Ketiga TKI itu berasal dari Desa Pancor Kopong Pringgasela Selatan
dan Pengadangan, Lombok Timur, NTB. Mereka adalah Herman (34), Abdul
Kadir Jaelani (25), dan Mad Noon (28).
Dita dalam pernyataan tertulisnya kepada tribun, Selasa 24/4/2012)
menegaskan, Kepolisian Kerajaan Malaysia mengatakan bahwa ketiganya
ditembak karena melakukan perlawanan saat dipergoki akan merampok.
"Namun yang kita kejar adalah apakah tindakan penembakan itu memang
harus dilakukan, apakah sudah sesuai prosedur yang digariskan. Kenapa
tidak ditembak di kaki, jika benar mereka melawan," katanya.
Jika terlihat ada indikasi pihak Kepolisian Malaysia tidak
profesional dan sembrono, menurutnya Pemerintah Indonesia akan
menyampaikan protes keras atas kebrutalan ini, dan minta agar
pihak-pihak yang bersangkutan dihukum sepantasnya.
Kemenakertrans menurutnya menerima informasi bahwa ketiga korban
adalah TKI yang ikut program PATI (Pendatang Asing Tanpa Izin). Mereka
bekerja namun berdokumen alias ilegal, lalu diikutkan dalam program,
yang intinya mendata secara resmi dan memulihkan ijin tinggal bagi TKI
tersebut.
Salah seorang TKI menurut Dita memang punya ijin kerja, namun sudah
kadaluarsa sejak 2009. Lainnya berstatus TKI namun tidak ada dokumen
sama sekali.
Lebih lanjut ia mengatakan majikan ketiga korban tidak tetap,
tergantung ada tidaknya proyek pembangunan.

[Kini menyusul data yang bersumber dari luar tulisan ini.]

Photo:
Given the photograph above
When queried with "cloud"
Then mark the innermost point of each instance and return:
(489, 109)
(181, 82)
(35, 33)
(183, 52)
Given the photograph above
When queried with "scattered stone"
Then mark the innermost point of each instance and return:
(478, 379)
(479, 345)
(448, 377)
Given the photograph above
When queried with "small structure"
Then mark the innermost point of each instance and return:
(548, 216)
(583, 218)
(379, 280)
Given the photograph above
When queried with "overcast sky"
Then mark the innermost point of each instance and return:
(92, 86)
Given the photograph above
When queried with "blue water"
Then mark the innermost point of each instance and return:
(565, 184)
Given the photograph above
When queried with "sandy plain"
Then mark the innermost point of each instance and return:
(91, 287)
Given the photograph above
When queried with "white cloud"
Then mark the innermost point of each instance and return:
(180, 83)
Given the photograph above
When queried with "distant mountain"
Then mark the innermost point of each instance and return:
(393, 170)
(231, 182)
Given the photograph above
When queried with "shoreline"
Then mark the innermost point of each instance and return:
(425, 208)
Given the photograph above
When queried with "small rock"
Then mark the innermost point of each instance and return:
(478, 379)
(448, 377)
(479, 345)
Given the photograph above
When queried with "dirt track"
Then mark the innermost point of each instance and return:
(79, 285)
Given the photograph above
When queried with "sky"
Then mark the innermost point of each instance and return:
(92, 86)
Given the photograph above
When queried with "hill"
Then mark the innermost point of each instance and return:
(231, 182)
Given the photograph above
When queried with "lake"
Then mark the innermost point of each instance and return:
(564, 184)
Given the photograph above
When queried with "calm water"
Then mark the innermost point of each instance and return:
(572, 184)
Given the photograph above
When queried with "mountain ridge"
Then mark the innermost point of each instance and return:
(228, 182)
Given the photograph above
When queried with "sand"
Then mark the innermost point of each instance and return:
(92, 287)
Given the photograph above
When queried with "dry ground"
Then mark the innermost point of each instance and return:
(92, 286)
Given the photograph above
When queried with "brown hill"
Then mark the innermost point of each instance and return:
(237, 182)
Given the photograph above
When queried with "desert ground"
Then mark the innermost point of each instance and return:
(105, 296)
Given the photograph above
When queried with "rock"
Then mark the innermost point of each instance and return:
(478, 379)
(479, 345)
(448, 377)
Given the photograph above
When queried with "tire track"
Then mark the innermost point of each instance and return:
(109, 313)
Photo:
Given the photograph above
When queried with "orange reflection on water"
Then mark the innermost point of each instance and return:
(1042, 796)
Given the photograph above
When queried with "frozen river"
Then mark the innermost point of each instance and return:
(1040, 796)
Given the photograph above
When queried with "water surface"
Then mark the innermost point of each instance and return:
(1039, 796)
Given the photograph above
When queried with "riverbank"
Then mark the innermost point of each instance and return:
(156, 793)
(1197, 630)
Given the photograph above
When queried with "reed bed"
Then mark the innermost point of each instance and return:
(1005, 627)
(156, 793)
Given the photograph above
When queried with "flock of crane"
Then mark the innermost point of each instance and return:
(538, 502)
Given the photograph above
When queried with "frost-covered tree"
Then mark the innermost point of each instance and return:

Pada umumnya, TKI yang
bekerja di sektor konstruksi memang berstatus TK Mandiri, atau berangkat
tanpa melalui perusahaan penempatan.
"Atau bisa juga mereka adl TK ilegal yang bekerja di Malaysia karena
ikut saudaranya atau kenalannya yang sudah lebih dulu bekerja di situ,"
ujarnya.
Dita mengatakan pihak Kemenakertrans turut berduka yang dalam kepada istri, orang tua dan anak para korban.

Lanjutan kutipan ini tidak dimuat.